Tal como era sua vida

Um ponto final no fim da frase,

E acabou.

Fora assim que a menina chorosa por dentro encerrou sua carta cheia de letras vazias.

A poesia tomou conta da cena, densa e sem vida.

Eram palavras rimadas de uma alma velha, pálida, enegrecida.

Cansada de ser a mesma pessoa,

Ela se despiu da velha casca uma vez mais,

Quem sabe para tentar,

Hora vez outra, desistir.

Um marinheiro parte sem rumo,

Em busca dessa coisa que ele mesmo se tornou,

E que hoje é bem maior que eu.

É um mundo assustadoramente molhado lá fora.

Mais cedo ou mais tarde,

Vamos todos afundar.

Envolva-me em seus braços, se puder nadar.

Com a menina fitando o tempo na varanda não era diferente,

Um punhado de vergonha e goladas de euforia.

É quase dia, e ela está sozinha.

Fico da plateia, todo esguio,

Observado o olhar tremulo da menina que não chora,

E que ainda assim deságua por dentro.

Litros e litros de tristeza e agonia.

No fundo ela tinha orgulho daquele monte de tecido e pele,

Fachada que era,

Para sustentar uma estrutura ruída, frágil e imbuída no marasmo de sua insossa rotina.
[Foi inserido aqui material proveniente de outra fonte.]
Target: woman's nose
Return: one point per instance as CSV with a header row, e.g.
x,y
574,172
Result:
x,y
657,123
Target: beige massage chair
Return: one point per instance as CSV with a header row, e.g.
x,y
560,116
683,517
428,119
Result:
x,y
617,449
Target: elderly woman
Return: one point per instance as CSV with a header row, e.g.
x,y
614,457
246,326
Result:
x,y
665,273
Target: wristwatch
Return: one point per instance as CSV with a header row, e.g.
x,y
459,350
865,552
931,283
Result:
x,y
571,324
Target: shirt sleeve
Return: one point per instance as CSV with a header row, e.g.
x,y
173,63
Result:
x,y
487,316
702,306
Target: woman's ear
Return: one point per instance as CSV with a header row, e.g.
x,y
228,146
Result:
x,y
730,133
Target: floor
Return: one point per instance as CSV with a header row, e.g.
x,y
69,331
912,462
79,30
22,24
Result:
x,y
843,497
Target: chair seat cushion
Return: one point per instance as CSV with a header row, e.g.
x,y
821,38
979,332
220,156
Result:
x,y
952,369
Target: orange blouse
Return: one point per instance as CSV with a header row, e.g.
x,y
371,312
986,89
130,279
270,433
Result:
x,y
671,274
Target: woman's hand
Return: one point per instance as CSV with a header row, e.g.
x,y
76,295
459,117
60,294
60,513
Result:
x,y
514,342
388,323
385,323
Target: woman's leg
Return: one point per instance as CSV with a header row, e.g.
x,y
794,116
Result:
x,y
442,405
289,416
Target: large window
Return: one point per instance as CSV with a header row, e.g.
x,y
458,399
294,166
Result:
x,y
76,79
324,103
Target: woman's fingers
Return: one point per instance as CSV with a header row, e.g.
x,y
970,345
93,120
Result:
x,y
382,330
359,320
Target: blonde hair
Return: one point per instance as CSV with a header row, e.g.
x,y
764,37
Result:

Não é que ela esteja quebrada nem nada,

Tornara-se uma montanha de roupa suja,

Cascas e camadas,

Dela mesma,

A tal menina.

E se retirarmos tudo aquilo?

O que sobra?

Um punhado de terra preta e nada mais.

Na parede um quadro estampa a nova melodia da tarde de verão:

O rosto de uma gardênia indefesa emoldurada em silicone e PVC,

A flor que antes só aspirava ser ela mesma,

Fora engolida pelo quadrado do mundo de plástico.

Onde ela vai chegar?

A menina mal sabe,

Mas não é que ela se canse de esperar,

Talvez nem se acabe...

Ou, quem sabe, o trem passe,

E tudo se acabe logo.

Como começou:

Um ponto final e um punhado de poesia,

Para preencher de nostalgia a cena vazia,

Opaca e sem brilho,

Tal como era sua vida.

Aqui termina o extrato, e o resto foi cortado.